When a CAO agent reaches waiting_user_answer status, Binex prompts the user for input:

CLI: falls back to click.prompt() for interactive input
Web UI: emits a cao:waiting_input SSE event, which opens CaoInputModal in the browser
Limit: max_human_prompts (default 3) per node execution — prevents infinite prompt loops
API: POST /api/v1/cao/terminals/{id}/input forwards the user's response to the CAO terminal

After receiving input, the adapter resumes polling until the agent completes or asks again (up to the limit).

Cleanup Lifecycle

Terminal and session cleanup follows a predictable pattern:

Happy path: POST /terminals/{id}/exit — gracefully exits the terminal
Error path: POST /terminals/{id}/exit + DELETE /terminals/{id} — exit then force-delete
Workflow end: close() exits any remaining terminals, then DELETE /sessions/cao-{name} removes the session entirely and cleans _run_sessions

Session Registry

Binex tracks active CAO terminal sessions in a cao_sessions SQLite table. This enables:

Crash recovery: If Binex exits unexpectedly, orphaned sessions are detected on next startup and shown as a dashboard banner with "Clean up" action.
Graceful shutdown: On Ctrl+C, all active CAO terminals are terminated automatically.

Cost Tracking

CAO providers are subscription-based — per-token cost is not available. Cost views show $0.000 (subscription-based) with elapsed time as the primary resource indicator.

Known Limitations

Output capped at 200 lines: CAO uses tmux with TMUX_HISTORY_LINES=200. Very long agent outputs may be truncated in cao_raw_output.
Handoff only: CAO's assign and send_message are not exposed — use Binex DAG parallelism instead (see Parallel Workers below).
No authentication: CAO server access is unauthenticated in v1.
No nested CAO: A CAO node cannot invoke another CAO node.
Local server only: Binex does not start or manage the cao-server process.
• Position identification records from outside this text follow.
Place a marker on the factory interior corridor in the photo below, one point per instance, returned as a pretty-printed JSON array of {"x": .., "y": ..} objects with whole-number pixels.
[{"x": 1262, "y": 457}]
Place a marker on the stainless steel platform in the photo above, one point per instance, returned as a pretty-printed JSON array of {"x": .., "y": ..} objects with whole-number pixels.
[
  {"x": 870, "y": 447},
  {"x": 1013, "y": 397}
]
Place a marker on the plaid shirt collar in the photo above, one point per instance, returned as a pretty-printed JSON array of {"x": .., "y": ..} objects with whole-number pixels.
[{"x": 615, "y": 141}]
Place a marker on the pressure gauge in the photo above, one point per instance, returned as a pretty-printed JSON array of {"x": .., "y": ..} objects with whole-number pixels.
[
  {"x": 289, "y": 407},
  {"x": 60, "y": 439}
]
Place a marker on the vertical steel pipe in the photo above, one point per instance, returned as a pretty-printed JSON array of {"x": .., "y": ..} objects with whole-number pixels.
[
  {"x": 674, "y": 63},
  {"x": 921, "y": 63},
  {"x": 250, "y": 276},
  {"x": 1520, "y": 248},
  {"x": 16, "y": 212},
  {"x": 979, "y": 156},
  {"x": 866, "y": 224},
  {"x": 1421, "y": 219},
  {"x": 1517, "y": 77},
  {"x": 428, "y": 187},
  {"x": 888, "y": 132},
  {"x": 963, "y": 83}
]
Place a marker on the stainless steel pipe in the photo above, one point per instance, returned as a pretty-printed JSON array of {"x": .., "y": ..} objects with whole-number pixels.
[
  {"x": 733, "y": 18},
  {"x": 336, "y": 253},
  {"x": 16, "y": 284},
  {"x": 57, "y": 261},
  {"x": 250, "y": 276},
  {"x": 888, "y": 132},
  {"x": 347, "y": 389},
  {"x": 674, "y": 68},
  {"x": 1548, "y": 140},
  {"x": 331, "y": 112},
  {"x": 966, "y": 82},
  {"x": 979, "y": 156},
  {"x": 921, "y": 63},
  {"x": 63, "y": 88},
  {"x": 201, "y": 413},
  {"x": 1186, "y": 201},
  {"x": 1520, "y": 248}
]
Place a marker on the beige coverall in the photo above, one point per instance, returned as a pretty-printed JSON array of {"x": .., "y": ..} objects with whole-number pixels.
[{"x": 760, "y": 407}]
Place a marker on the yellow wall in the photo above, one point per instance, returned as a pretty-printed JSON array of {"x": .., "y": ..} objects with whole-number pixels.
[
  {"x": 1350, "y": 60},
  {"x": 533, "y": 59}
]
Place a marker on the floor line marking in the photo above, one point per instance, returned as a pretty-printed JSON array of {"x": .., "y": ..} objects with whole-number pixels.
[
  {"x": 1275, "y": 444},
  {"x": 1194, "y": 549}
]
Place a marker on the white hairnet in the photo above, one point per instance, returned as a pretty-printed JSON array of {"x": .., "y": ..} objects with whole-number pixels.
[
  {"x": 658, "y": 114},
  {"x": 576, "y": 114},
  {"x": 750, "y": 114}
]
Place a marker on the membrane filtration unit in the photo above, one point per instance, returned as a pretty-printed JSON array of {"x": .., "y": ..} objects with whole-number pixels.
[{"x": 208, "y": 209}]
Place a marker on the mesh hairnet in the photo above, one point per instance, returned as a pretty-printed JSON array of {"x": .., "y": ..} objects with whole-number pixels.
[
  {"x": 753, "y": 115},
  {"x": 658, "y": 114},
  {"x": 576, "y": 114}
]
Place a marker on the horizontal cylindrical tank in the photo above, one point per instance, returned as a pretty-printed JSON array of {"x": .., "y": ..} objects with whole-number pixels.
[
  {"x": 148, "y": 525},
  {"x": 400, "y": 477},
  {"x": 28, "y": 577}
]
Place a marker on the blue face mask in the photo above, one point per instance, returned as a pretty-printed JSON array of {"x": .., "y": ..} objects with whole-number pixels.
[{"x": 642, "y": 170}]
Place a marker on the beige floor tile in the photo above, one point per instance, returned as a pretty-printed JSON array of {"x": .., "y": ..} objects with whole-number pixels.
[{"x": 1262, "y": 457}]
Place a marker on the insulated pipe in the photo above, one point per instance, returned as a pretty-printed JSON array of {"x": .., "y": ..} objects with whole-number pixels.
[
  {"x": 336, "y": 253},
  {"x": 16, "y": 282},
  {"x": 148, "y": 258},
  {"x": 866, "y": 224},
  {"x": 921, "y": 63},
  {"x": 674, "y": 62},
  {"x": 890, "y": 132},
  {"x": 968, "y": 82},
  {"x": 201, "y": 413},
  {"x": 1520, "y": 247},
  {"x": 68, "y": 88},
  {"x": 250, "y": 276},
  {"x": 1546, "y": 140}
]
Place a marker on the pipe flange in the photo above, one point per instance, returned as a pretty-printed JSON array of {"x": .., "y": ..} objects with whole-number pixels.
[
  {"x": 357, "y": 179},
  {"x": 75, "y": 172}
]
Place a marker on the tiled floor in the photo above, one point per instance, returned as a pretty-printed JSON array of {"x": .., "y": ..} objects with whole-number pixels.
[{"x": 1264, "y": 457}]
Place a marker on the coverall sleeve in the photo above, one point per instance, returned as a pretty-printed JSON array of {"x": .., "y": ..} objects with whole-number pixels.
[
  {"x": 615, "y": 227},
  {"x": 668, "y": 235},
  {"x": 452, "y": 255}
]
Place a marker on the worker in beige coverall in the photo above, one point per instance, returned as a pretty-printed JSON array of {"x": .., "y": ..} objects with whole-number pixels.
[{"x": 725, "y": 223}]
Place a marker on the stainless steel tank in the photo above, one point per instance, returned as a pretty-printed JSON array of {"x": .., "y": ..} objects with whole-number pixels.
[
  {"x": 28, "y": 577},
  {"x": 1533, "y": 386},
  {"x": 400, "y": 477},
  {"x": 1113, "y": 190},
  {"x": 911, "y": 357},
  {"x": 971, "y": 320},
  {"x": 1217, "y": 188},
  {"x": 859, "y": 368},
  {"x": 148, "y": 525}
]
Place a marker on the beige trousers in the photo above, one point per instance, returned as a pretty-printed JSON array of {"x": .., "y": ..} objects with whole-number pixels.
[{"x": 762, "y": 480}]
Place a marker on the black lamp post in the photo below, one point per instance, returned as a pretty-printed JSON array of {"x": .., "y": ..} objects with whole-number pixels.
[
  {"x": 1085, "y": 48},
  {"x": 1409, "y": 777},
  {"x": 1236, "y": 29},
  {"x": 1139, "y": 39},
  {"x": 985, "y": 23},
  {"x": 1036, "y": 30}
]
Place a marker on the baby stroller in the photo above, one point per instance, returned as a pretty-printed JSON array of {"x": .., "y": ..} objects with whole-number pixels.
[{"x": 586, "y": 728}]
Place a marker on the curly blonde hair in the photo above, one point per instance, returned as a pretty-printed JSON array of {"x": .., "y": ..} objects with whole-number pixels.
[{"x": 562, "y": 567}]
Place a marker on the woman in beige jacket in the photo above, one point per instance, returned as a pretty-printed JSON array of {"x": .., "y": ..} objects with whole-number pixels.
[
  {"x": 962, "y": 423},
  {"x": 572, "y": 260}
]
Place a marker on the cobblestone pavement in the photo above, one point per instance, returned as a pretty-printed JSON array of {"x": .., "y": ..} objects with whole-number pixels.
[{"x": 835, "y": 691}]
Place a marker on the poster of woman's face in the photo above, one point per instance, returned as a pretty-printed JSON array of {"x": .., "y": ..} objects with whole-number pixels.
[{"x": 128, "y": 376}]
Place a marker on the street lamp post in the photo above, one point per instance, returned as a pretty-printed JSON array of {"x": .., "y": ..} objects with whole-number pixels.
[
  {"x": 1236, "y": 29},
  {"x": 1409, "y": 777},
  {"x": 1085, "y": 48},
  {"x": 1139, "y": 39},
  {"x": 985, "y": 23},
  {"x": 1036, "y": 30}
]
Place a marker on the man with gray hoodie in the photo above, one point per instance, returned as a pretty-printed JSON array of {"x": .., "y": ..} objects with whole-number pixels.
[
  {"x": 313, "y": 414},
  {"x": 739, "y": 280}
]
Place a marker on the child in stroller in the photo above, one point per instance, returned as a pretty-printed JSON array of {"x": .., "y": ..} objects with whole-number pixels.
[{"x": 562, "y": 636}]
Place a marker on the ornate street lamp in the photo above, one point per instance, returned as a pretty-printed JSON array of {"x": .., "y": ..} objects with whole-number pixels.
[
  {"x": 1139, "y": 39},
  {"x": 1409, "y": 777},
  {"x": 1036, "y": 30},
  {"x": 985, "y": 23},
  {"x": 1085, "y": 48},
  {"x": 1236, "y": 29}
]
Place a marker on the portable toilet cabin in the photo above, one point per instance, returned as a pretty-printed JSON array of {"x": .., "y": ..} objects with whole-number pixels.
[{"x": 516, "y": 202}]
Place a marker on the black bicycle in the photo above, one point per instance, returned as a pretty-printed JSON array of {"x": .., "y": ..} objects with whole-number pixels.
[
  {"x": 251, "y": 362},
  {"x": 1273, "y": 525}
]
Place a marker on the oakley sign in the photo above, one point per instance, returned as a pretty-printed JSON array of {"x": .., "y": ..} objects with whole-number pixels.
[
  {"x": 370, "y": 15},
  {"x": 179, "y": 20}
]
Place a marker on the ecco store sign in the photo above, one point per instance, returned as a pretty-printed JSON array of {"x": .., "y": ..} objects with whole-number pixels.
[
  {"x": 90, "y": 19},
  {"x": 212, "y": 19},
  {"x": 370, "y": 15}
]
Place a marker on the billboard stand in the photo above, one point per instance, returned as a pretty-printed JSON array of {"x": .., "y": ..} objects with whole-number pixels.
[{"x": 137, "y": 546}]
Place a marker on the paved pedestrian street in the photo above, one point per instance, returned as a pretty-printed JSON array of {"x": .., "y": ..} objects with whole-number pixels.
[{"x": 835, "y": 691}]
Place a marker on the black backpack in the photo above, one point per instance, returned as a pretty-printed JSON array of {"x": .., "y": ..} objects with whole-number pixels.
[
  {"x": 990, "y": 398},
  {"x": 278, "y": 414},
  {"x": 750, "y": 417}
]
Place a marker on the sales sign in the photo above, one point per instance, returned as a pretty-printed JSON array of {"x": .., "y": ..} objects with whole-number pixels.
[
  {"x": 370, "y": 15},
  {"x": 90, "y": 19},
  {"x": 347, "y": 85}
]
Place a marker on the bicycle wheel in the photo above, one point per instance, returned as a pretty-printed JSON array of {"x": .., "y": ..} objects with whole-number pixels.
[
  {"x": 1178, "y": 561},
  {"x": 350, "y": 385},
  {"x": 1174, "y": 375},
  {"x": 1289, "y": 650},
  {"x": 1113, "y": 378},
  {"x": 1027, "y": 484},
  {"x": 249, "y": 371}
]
Parallel Workers (Recommended Pattern)

Instead of CAO's assign pattern, use Binex DAG parallelism for supervisor-worker workflows:

name: cao-parallel-workers
nodes:
  supervisor:
    agent: cao://code_supervisor
    system_prompt: "Break this into subtasks and output JSON with task_a and task_b fields"
    cao:
      output_format: json
    outputs: [tasks]

  worker_a:
    agent: cao://developer
    depends_on: [supervisor]
    inputs:
      task: ${supervisor.tasks}
    cao:
      provider: claude_code
      timeout_minutes: 30
    outputs: [result_a]

  worker_b:
    agent: cao://reviewer
    depends_on: [supervisor]
    inputs:
      task: ${supervisor.tasks}
    cao:
      provider: q_cli
      timeout_minutes: 30
    outputs: [result_b]

  collector:
    agent: llm://gpt-4o
    depends_on: [worker_a, worker_b]
    inputs:
      a: ${worker_a.result_a}
      b: ${worker_b.result_b}
    system_prompt: "Combine the results into a final summary"
    outputs: [summary]

worker_a and worker_b execute concurrently (both depend only on supervisor). The collector waits for both to complete. This gives you the same fan-out/fan-in behavior as CAO's assign — with full observability, error handling, cost tracking, and retry support.